American Government Special Collections Reference Desk

Topics:  Top Gear
Opinions expressed by Bill Crittenden are not official policies or positions of The Crittenden Automotive Library. You can read more about the Library's goals, mission, policies, and operations on the About Us page.

Drivers' World Cup

Bill Crittenden
June 27, 2014

I'm guessing by now most "car guys" have seen Top Gear playing football (soccer to us Yankees) with compact cars.

Why can't we have a World Cup of Car Football?  Every time I see a football match, I think, "this would be so much more fun in Volkswagens."

How would someone match all the cars involved to each other to be fair?  Does a car designed in Japan and made in America count as a Japanese or American?  What about Canada?

I say, just throw out all notions of even trying to figure out a car's nationality.  The FIFA World Cup doesn't have to figure out where every player's shoes or every team's ball is made.  That's just equipment, and it's equipment that can bring in lucrative sponsorship.  I'd imagine a company with a cute & fun image like Kia would love to supply a fleet of stripped-out Rios and spare parts to the teams at below cost for the opportunity to call it the Kia World Cup, right?  Throw in official fuel and official tire supplier sponsorships, and you've got equal, affordable "equipment"  for all nations and sponsors for the sanctioning body.

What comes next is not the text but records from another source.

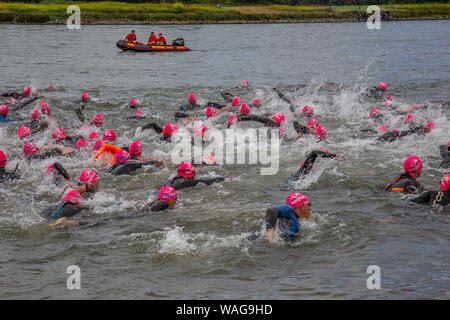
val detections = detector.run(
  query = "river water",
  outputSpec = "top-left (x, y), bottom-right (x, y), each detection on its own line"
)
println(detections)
top-left (0, 21), bottom-right (449, 299)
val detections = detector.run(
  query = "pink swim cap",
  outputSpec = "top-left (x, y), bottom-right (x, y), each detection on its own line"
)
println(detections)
top-left (23, 87), bottom-right (31, 95)
top-left (206, 107), bottom-right (216, 118)
top-left (31, 109), bottom-right (41, 121)
top-left (203, 154), bottom-right (216, 165)
top-left (277, 127), bottom-right (286, 137)
top-left (92, 114), bottom-right (103, 127)
top-left (63, 190), bottom-right (83, 204)
top-left (404, 114), bottom-right (413, 123)
top-left (158, 186), bottom-right (177, 202)
top-left (23, 143), bottom-right (38, 155)
top-left (18, 126), bottom-right (31, 139)
top-left (93, 140), bottom-right (104, 151)
top-left (8, 98), bottom-right (17, 105)
top-left (307, 118), bottom-right (319, 128)
top-left (103, 130), bottom-right (116, 142)
top-left (0, 150), bottom-right (6, 168)
top-left (115, 149), bottom-right (130, 164)
top-left (286, 192), bottom-right (309, 208)
top-left (440, 174), bottom-right (450, 191)
top-left (188, 93), bottom-right (197, 103)
top-left (228, 116), bottom-right (237, 126)
top-left (88, 132), bottom-right (100, 140)
top-left (52, 128), bottom-right (66, 141)
top-left (129, 140), bottom-right (143, 157)
top-left (134, 111), bottom-right (144, 117)
top-left (403, 156), bottom-right (423, 174)
top-left (178, 162), bottom-right (195, 178)
top-left (194, 124), bottom-right (207, 137)
top-left (426, 122), bottom-right (435, 130)
top-left (0, 104), bottom-right (9, 116)
top-left (272, 114), bottom-right (285, 124)
top-left (377, 125), bottom-right (388, 133)
top-left (80, 169), bottom-right (98, 184)
top-left (315, 126), bottom-right (326, 140)
top-left (370, 109), bottom-right (380, 118)
top-left (232, 96), bottom-right (241, 107)
top-left (378, 83), bottom-right (387, 90)
top-left (48, 85), bottom-right (56, 91)
top-left (47, 164), bottom-right (54, 174)
top-left (412, 104), bottom-right (421, 110)
top-left (129, 99), bottom-right (139, 108)
top-left (383, 102), bottom-right (391, 107)
top-left (162, 123), bottom-right (179, 136)
top-left (75, 138), bottom-right (89, 150)
top-left (320, 147), bottom-right (330, 153)
top-left (240, 80), bottom-right (249, 87)
top-left (386, 95), bottom-right (393, 101)
top-left (302, 106), bottom-right (313, 115)
top-left (240, 104), bottom-right (250, 115)
top-left (81, 92), bottom-right (90, 101)
top-left (251, 99), bottom-right (260, 106)
top-left (40, 102), bottom-right (51, 115)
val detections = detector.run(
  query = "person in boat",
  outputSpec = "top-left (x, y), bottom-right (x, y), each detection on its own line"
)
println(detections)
top-left (411, 174), bottom-right (450, 210)
top-left (0, 150), bottom-right (20, 183)
top-left (384, 156), bottom-right (424, 194)
top-left (124, 30), bottom-right (143, 45)
top-left (157, 33), bottom-right (167, 45)
top-left (265, 193), bottom-right (312, 243)
top-left (147, 32), bottom-right (157, 45)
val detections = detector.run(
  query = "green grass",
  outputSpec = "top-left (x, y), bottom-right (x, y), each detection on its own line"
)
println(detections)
top-left (0, 2), bottom-right (448, 23)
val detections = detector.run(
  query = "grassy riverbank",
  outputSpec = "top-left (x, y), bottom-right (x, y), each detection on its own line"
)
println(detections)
top-left (0, 2), bottom-right (448, 24)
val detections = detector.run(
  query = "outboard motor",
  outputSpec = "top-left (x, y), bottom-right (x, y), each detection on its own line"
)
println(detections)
top-left (172, 38), bottom-right (185, 46)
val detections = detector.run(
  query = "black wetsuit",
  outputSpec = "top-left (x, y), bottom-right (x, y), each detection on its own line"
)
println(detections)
top-left (288, 150), bottom-right (337, 182)
top-left (362, 86), bottom-right (385, 100)
top-left (0, 166), bottom-right (19, 183)
top-left (26, 148), bottom-right (62, 161)
top-left (146, 200), bottom-right (170, 212)
top-left (179, 102), bottom-right (202, 111)
top-left (384, 173), bottom-right (423, 194)
top-left (77, 182), bottom-right (96, 200)
top-left (411, 190), bottom-right (450, 208)
top-left (265, 204), bottom-right (300, 242)
top-left (49, 162), bottom-right (71, 186)
top-left (75, 108), bottom-right (85, 123)
top-left (24, 120), bottom-right (48, 135)
top-left (377, 126), bottom-right (423, 142)
top-left (274, 89), bottom-right (296, 112)
top-left (221, 92), bottom-right (234, 104)
top-left (238, 115), bottom-right (280, 128)
top-left (165, 176), bottom-right (226, 191)
top-left (107, 160), bottom-right (159, 175)
top-left (439, 145), bottom-right (450, 168)
top-left (293, 121), bottom-right (311, 135)
top-left (42, 202), bottom-right (87, 221)
top-left (142, 122), bottom-right (163, 133)
top-left (11, 96), bottom-right (38, 112)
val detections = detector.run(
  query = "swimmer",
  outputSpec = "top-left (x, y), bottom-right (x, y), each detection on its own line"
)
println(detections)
top-left (66, 169), bottom-right (99, 200)
top-left (265, 193), bottom-right (312, 243)
top-left (384, 156), bottom-right (424, 194)
top-left (145, 186), bottom-right (177, 212)
top-left (439, 140), bottom-right (450, 168)
top-left (377, 124), bottom-right (432, 142)
top-left (165, 162), bottom-right (227, 190)
top-left (238, 113), bottom-right (285, 128)
top-left (0, 150), bottom-right (20, 183)
top-left (47, 162), bottom-right (71, 187)
top-left (41, 190), bottom-right (87, 227)
top-left (411, 174), bottom-right (450, 209)
top-left (107, 149), bottom-right (161, 176)
top-left (23, 143), bottom-right (74, 160)
top-left (0, 104), bottom-right (21, 123)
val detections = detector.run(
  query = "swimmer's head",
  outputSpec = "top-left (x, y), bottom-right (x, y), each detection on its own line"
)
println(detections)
top-left (193, 124), bottom-right (207, 137)
top-left (129, 140), bottom-right (143, 157)
top-left (377, 125), bottom-right (388, 133)
top-left (386, 95), bottom-right (393, 101)
top-left (412, 104), bottom-right (421, 110)
top-left (227, 116), bottom-right (237, 127)
top-left (240, 104), bottom-right (250, 115)
top-left (88, 132), bottom-right (100, 140)
top-left (31, 109), bottom-right (41, 121)
top-left (23, 143), bottom-right (38, 155)
top-left (272, 114), bottom-right (285, 125)
top-left (80, 169), bottom-right (98, 184)
top-left (206, 107), bottom-right (216, 118)
top-left (286, 192), bottom-right (311, 219)
top-left (162, 123), bottom-right (179, 136)
top-left (134, 111), bottom-right (144, 117)
top-left (370, 108), bottom-right (380, 118)
top-left (0, 150), bottom-right (6, 168)
top-left (48, 85), bottom-right (56, 91)
top-left (52, 128), bottom-right (66, 141)
top-left (315, 125), bottom-right (326, 140)
top-left (115, 149), bottom-right (130, 164)
top-left (62, 190), bottom-right (83, 205)
top-left (8, 98), bottom-right (17, 105)
top-left (75, 138), bottom-right (89, 150)
top-left (0, 104), bottom-right (9, 116)
top-left (41, 102), bottom-right (51, 115)
top-left (23, 87), bottom-right (31, 95)
top-left (426, 122), bottom-right (435, 130)
top-left (92, 114), bottom-right (103, 127)
top-left (307, 118), bottom-right (319, 128)
top-left (240, 80), bottom-right (249, 88)
top-left (403, 156), bottom-right (423, 175)
top-left (378, 83), bottom-right (387, 91)
top-left (18, 126), bottom-right (31, 139)
top-left (440, 174), bottom-right (450, 191)
top-left (251, 99), bottom-right (260, 107)
top-left (103, 130), bottom-right (116, 142)
top-left (157, 186), bottom-right (177, 208)
top-left (188, 93), bottom-right (197, 103)
top-left (93, 140), bottom-right (104, 151)
top-left (404, 114), bottom-right (414, 123)
top-left (129, 99), bottom-right (139, 108)
top-left (203, 154), bottom-right (217, 165)
top-left (232, 96), bottom-right (241, 107)
top-left (81, 92), bottom-right (90, 101)
top-left (177, 162), bottom-right (195, 178)
top-left (302, 106), bottom-right (313, 115)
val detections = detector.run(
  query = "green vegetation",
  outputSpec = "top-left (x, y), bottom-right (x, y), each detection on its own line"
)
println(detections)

The cars could, of course, be in colors that would resemble their regular football national kit rather than international racing colors, which would be really fun for merchandise suppliers.  Fans could buy shirts that resemble their country's football jerseys but with the logos of the car football team on the front and the name & number of their favorite driver on the back.

For anything more than the one-off stunts on Top Gear the cars couldn't be stock, but would require a lot of the equipment that makes racing safe: cage, safety fuel cell, interior stripped of all flammables, fire suits and rally-style helmets for the drivers.  Car-to-car team radios would help the strategy and should give TV broadcasts some good audio material.  Any additional performance modifications would have to be weighed against the increased potential for injury-causing crashes.

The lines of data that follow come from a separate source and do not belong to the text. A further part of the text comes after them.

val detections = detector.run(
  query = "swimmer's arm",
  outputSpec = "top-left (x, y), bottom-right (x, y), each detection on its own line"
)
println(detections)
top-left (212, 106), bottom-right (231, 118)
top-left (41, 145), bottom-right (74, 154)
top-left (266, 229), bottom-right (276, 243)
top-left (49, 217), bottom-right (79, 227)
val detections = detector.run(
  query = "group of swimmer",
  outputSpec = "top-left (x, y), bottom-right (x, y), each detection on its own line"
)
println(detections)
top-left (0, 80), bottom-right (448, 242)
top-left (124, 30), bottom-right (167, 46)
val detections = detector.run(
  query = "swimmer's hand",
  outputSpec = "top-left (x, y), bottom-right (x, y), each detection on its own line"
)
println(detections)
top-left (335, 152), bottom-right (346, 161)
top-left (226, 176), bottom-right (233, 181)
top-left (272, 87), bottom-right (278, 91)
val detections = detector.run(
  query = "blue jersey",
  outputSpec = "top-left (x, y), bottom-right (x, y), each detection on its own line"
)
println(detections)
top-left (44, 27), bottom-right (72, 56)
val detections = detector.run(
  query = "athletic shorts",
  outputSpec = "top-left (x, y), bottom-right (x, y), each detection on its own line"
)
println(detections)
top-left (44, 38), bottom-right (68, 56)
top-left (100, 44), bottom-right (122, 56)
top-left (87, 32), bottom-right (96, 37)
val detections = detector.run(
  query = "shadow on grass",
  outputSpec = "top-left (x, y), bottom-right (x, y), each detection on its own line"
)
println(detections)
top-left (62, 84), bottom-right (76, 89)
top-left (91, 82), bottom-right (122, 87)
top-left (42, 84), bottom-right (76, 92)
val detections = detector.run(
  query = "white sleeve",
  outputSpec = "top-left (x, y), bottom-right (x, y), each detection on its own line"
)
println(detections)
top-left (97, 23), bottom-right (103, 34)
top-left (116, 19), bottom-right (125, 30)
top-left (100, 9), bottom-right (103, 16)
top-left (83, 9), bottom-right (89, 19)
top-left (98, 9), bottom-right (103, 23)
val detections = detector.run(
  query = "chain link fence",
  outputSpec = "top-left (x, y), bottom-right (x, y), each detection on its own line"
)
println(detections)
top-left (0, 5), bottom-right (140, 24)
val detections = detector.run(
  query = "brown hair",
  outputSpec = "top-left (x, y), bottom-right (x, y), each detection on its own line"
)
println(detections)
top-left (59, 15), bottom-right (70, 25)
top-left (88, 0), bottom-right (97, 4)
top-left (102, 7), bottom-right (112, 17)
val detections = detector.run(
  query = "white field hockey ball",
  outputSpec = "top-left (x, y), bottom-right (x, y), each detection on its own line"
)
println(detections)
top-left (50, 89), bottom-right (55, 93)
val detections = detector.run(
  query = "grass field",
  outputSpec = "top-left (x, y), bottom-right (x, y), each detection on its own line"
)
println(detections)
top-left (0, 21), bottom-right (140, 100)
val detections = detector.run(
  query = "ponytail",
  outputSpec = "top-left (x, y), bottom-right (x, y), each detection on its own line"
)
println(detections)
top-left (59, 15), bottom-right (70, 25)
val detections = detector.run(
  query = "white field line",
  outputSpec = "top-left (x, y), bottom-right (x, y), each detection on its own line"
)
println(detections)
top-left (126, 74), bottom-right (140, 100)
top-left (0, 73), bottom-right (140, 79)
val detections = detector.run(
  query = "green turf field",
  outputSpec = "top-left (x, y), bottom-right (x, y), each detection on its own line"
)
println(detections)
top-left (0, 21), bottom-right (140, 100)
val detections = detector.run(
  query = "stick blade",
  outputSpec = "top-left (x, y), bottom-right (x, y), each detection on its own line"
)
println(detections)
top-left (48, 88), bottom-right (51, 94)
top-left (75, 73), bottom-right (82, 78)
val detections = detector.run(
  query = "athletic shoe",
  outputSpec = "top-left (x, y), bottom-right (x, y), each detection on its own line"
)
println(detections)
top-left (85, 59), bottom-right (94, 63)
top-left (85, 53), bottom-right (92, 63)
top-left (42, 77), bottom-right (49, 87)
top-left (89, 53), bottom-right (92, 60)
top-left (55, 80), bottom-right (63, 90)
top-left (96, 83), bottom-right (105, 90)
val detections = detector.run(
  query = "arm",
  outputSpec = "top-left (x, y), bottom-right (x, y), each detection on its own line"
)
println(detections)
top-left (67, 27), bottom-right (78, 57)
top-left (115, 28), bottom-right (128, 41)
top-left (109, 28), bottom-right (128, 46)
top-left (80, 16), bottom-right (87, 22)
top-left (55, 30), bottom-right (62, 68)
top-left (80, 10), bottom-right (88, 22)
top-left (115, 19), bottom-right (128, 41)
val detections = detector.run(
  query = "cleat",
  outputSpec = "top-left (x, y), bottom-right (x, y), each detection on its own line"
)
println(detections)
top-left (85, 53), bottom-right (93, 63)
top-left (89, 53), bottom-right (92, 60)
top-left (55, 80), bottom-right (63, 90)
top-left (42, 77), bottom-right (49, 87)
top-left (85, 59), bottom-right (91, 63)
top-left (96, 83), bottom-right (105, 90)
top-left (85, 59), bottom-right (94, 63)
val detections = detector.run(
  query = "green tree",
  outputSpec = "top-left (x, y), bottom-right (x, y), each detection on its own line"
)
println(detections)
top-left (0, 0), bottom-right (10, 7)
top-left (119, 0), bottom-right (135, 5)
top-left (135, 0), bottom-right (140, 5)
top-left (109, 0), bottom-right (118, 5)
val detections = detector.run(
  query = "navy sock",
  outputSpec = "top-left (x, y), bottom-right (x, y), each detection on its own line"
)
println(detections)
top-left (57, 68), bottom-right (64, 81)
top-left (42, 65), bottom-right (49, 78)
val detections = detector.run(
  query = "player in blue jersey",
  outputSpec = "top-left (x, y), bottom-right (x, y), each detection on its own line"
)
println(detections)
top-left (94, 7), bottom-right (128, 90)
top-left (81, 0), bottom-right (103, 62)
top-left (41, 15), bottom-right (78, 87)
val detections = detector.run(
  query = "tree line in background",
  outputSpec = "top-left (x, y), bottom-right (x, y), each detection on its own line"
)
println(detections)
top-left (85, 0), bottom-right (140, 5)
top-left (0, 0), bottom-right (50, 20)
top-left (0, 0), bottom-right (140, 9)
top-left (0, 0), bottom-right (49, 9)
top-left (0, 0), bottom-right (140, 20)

Speaking of crashes, rules would be instituted to prevent hard crashes, and unlike other sports where penalties are an often-challenged judgement call, penalties could be called based on accelerometer telemetry from the cars.  A hard enough hit would trigger an automatic red flag and the refs would give the driver who caused the incident a yellow or red card.

Drivers, I assume, wouldn't be the all-star cast of each nation's greatest that shows up for the Race of Champions, but rather a mixed group of professional road race, rally, stunt, and drift drivers.  Tanner Foust and Ken Block immediately come to mind.

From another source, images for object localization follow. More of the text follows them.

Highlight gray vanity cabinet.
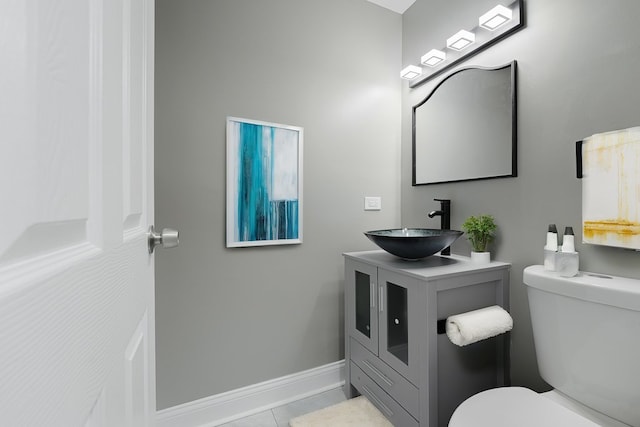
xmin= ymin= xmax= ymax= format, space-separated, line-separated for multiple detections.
xmin=344 ymin=250 xmax=510 ymax=427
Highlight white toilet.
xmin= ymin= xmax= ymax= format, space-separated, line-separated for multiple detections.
xmin=449 ymin=265 xmax=640 ymax=427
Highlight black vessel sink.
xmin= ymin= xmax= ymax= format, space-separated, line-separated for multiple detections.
xmin=364 ymin=228 xmax=463 ymax=260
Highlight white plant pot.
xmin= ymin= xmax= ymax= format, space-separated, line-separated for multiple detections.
xmin=471 ymin=251 xmax=491 ymax=264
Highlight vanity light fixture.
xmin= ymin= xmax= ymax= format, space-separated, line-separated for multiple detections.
xmin=479 ymin=5 xmax=513 ymax=31
xmin=406 ymin=0 xmax=524 ymax=87
xmin=421 ymin=49 xmax=446 ymax=67
xmin=400 ymin=65 xmax=422 ymax=80
xmin=446 ymin=30 xmax=475 ymax=51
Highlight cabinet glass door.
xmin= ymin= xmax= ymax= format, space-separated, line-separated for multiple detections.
xmin=378 ymin=269 xmax=418 ymax=383
xmin=346 ymin=260 xmax=378 ymax=355
xmin=386 ymin=282 xmax=408 ymax=365
xmin=355 ymin=271 xmax=371 ymax=338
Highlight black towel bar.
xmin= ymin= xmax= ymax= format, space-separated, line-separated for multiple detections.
xmin=437 ymin=319 xmax=446 ymax=335
xmin=576 ymin=140 xmax=583 ymax=179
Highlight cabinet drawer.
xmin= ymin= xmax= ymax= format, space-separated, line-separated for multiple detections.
xmin=350 ymin=337 xmax=419 ymax=418
xmin=351 ymin=362 xmax=419 ymax=427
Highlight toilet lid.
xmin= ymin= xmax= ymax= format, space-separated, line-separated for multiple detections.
xmin=449 ymin=387 xmax=601 ymax=427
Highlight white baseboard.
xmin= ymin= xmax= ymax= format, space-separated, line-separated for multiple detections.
xmin=156 ymin=360 xmax=345 ymax=427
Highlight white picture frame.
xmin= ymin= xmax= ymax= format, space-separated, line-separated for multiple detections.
xmin=226 ymin=117 xmax=303 ymax=248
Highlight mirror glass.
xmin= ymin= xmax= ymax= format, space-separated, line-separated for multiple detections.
xmin=412 ymin=61 xmax=516 ymax=185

And you know damn well that hoon-happy football-mad countries like Australia, Brazil, and England, would just go nuts for a sport like this.  Japan, Sweden, the U.S., Finland, Germany, France, and Italy are also likely participants.  Countries that don't have the resources for Formula 1 teams or tracks, small countries that love cars and football and don't have a problem finding a parking lot to practice in would welcome the opportunity for a chance at national glory, nations such as Poland, Bulgaria, Serbia, or any number of South American countries.

Just like ARCA reuses old NASCAR cars in stock car racing, when the current generation of cars is replaced by the next, the old fleet would trickle their way down to second-tier leagues.  In a country where race tracks are constantly under assault from new neighbors who move in next to a historic racetrack and then decide that they don't like the noise, the muffled 4-cylinder cars can play at just about any parking lot with a 50-yard or so open space.

It could be a motor sport accessible to all, one where driving skill matters so much more than budgets, with the thrill of door-to-door competition and the dream of international glory as a strong draw into local leagues where all that may be required for entry is a $2,000 beater car and a safety fuel cell.